– Сейчас мы все пойдем и посмотрим, куда нас кораблик отвезти может, – осторожно произношу я, чтобы никого не напугать.
Лира сразу же вскакивает, я беру Лику на руки, а она доверчиво прижимается ко мне. Девочка для меня, конечно, тяжеловата, но выхода просто нет, ведь если я её оставлю сидеть, она испугается. Очень сильно может испугаться, а ей, по-моему, уже хватит. Да нам всем уже хватит, честно говоря.
С трудом донеся Лику, усаживаюсь в пилотское кресло, устраивая и дочку, получается. Нужно разобраться, что у нас с движителем и куда можно двигаться дальше. Тыкаю по сенсорам одним пальцем, радуясь тому, что полноценного корабельного мозга здесь нет, только «спутник-автопилот». Я задаю ему поиск пригодных для жизни планет и движение на высокую орбиту найденной, хоть и не очень понимаю, что это такое. Вот, кажется, получилось…
Как-то очень быстро я, получается, устаю, даже слишком быстро. Раньше так не было, а сейчас я как-то очень быстро устала, хотя в полёте мы всего ничего. Сейчас чуть-чуть посижу и пойдём мы с малышками спать. Переодевать их не буду, ещё испугаются… Да и мне нехорошо от мысли обнажаться, просто совсем нехорошо, хотя нет же здесь никого опасного. Не знаю, что это значит, завтра подумаю.
С трудом встаю с кресла, поудобнее перехватив Лику, иду в сторону спальни, Лира молча идёт за мной, держась за какой-то ремешок комбинезона. В спальне, которой служит небольшая каюта, я её завтра рассматривать буду, стоят три кровати одна над другой – это детские, рядом же – двуспальная, вот тут мы и будем спать. И мне одной страшно, и девочкам наверняка тоже. Я укладываю Лику, улыбаюсь Лире.

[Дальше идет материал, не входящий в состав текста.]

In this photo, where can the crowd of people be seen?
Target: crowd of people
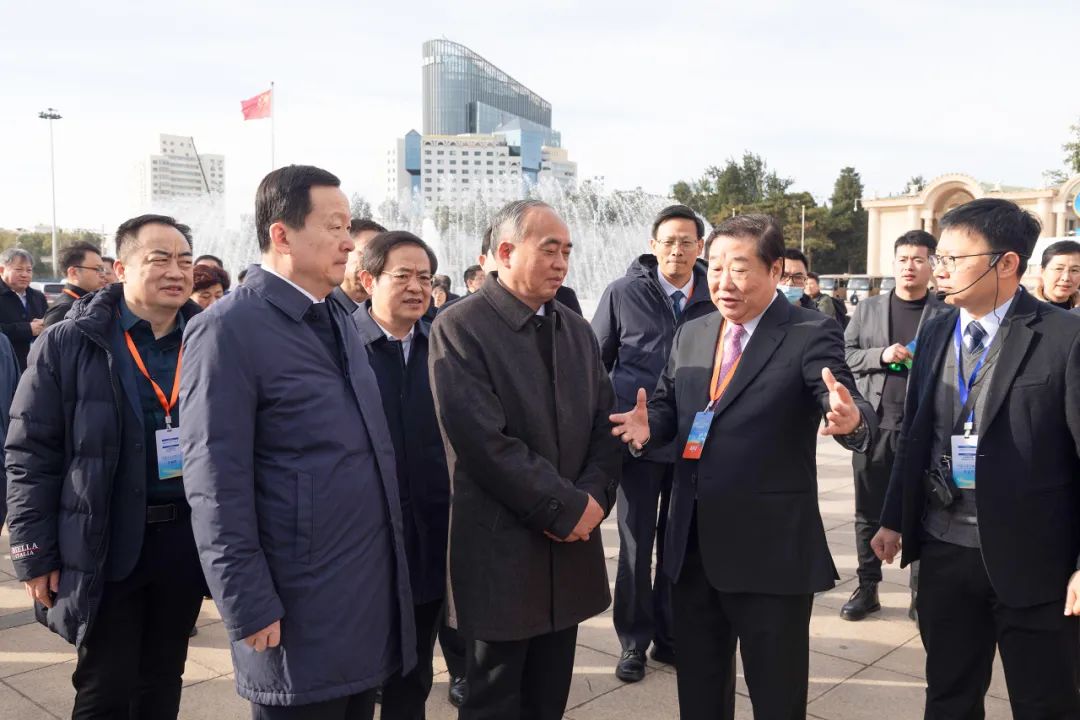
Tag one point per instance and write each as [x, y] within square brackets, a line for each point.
[368, 464]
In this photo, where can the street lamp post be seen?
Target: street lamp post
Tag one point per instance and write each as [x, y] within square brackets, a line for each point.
[52, 114]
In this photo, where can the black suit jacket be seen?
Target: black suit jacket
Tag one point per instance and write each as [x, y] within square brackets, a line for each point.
[756, 483]
[1027, 466]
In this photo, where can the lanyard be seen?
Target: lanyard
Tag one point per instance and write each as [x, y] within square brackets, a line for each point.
[964, 389]
[718, 384]
[171, 403]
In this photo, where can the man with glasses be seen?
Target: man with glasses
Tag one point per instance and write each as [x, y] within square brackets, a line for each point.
[22, 307]
[636, 321]
[879, 349]
[986, 486]
[84, 272]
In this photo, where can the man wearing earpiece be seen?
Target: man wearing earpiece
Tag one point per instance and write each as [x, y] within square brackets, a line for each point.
[985, 489]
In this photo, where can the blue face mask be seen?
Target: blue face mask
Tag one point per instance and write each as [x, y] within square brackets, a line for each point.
[793, 294]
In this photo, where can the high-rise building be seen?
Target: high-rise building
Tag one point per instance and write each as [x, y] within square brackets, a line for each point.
[466, 94]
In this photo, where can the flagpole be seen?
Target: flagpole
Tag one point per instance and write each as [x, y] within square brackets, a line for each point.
[273, 111]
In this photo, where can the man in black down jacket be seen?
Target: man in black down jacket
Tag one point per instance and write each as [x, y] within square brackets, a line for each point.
[100, 532]
[635, 322]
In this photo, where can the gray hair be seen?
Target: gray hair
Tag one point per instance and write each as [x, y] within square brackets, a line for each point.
[509, 222]
[15, 253]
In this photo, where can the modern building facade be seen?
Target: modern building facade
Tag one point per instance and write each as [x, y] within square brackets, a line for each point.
[466, 94]
[888, 218]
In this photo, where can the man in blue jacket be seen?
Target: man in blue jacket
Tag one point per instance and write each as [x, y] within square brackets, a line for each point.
[636, 322]
[99, 526]
[291, 471]
[397, 276]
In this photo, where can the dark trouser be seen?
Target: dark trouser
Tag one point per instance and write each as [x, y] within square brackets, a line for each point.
[643, 608]
[520, 679]
[132, 661]
[404, 696]
[454, 649]
[360, 706]
[961, 622]
[773, 633]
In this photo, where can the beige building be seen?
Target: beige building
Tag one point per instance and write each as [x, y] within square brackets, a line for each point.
[891, 217]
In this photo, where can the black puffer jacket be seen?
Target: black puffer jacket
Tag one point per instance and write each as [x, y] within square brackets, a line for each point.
[77, 463]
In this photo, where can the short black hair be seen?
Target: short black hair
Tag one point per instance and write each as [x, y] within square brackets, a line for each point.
[678, 212]
[378, 249]
[216, 259]
[129, 229]
[765, 229]
[917, 238]
[1007, 227]
[1061, 247]
[358, 226]
[471, 272]
[796, 254]
[284, 195]
[76, 255]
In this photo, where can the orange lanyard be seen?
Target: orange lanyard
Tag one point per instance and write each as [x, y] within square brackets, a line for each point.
[166, 405]
[717, 386]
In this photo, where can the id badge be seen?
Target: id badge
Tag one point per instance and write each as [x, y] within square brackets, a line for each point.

– Ложись, моя хорошая, – говорю ей, девочка берётся за воротник комбинезона, но я качаю головой. – Не надо, так ложись.
– Спасибо… – шепчет она и всхлипывает.
Я сажусь, обнимаю Лиру, укладывая её рядом с Ликой, и ложусь сама так, чтобы обнять обеих. Вспомнив колыбельную, которую слышала когда-то давно, про зелёную карету, пытаюсь её напеть, насколько у меня хватает голоса. Не очень я хорошо сейчас пою, дрожит голос, не знаю почему, вроде бы успокоилась же. Но обе девочки послушно закрывают глазки, а я лежу и думаю о произошедшем.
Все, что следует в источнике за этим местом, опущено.